介護という視点で入浴を考えた場合、その効果を知り、適切な環境で気持ちよくしてもらうことが大切です。
入浴の効用
入浴というと、まずは一番の目的が体の清潔介護です。
体の汚れを落として、清潔にすることで丈夫できれいな皮膚や毛髪を維持することができます。
さらに体を清潔に保つことで、感染所うの予防や、皮膚の損傷の防止、さらには褥瘡の予防にもつながります。
さらに、体がお湯で温められることにより、毛細血管が広がり血流が良くなり新陳代謝が促進されます。
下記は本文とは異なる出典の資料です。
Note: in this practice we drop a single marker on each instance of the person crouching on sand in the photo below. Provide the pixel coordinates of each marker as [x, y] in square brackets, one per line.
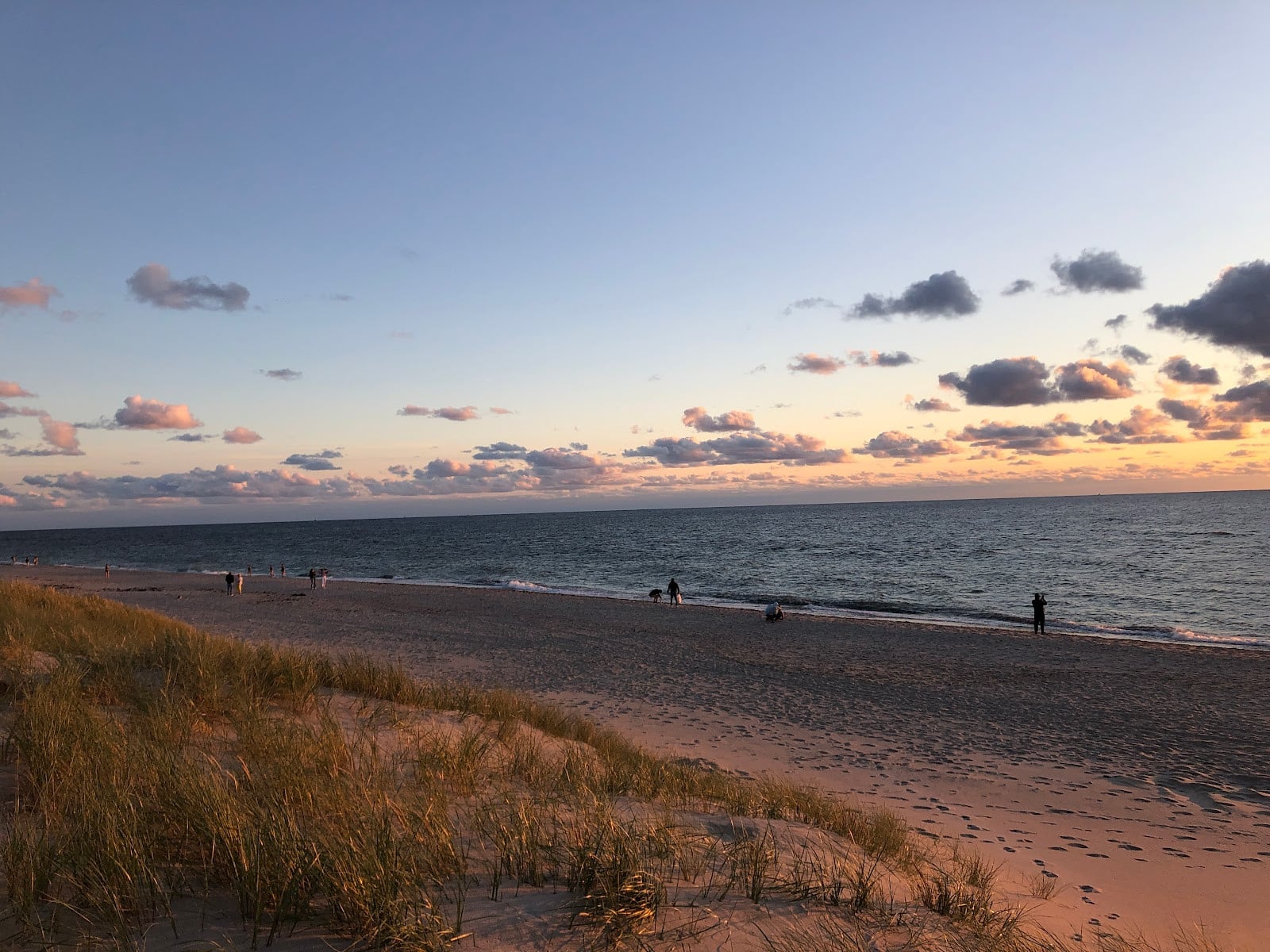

そして水圧を受けることで、足に溜まっていた血液が、心臓のほうへ押し戻されていくので、血行が良くなり疲れも取れてくるのです。
入浴には、体と心のリラックス効果も期待できます。
温かい湯舟にゆったりと浸かりながら、リラックスでき、疲れも取れていきます。
介護という視点で考えると、入浴にはもう一つ重要な役割があります。
それが、リハビリテーション効果です。
お風呂の中は、浮力によって体が動かしやすい状態になりますし、下半身への負担が減ります。
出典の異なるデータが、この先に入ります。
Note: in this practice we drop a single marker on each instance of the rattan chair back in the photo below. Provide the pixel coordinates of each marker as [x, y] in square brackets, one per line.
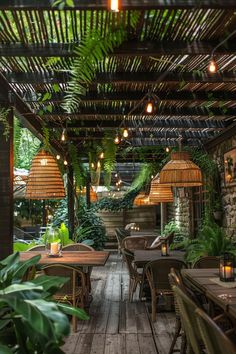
[214, 339]
[207, 262]
[78, 247]
[37, 248]
[189, 322]
[134, 243]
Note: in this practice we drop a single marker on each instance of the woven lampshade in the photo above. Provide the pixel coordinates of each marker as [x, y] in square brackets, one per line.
[142, 199]
[180, 171]
[160, 193]
[44, 180]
お湯の温熱作用によって、筋肉を動かすのが容易になってきますし、関節可動域の維持にも役立ちます。
お風呂の中では、水の抵抗もあるので、体を動かすことで軽い運動と同じような効果も期待できます。
介護を考えた入浴環境
介護のことを考えると、風呂場での転倒や溺水といった事故に注意しなければいけません。
そのため、浴槽の脇の壁には手すりをつけることが望ましいでしょう。
浴槽の深さは50~60cmで、浴槽への出入りを考えると、浴槽は床面から40cm程度の半埋め込み式だと出入りするのに便利です。
床が滑りやすい場合は、滑り止めのマットなどを敷いておくと良いでしょう。
介護を考えた入浴前のチェック
入浴は、お湯につかること自体が大きなエネルギーの消費になるので、体には意外と負担になります。
従って、入浴前にはきちんと体調をよくチェックしておく必要があります。
特に高齢者の介護においては、
- 普段よりも体温が高くないか
- 脈拍や血圧は正常値か
- 顔色が悪くないか
- 風邪をひいていないか
- 皮膚や炎症や傷などはないか
- 極端に空腹状態ではないか
- 便は済ませたか
といった入浴前のチェックが重要になってきます。
また入浴中には汗をかきますので、脱水症状にならないためにも、入浴前にはコップ1杯飲んで水分補給をするようにします。
風呂場と脱衣所の温度差が大きいと、服を脱いだ時に体温が急にさがり血圧が上昇し、心筋梗塞や脳卒中の原因にもなりかねません。
したがって、特に冬場などは、入浴前に脱衣所を暖めておくことが大切です。
家族がいる場合などは、「これから風呂に入るよ」と一言、家族へ声をかける習慣をもつことも良いでしょう。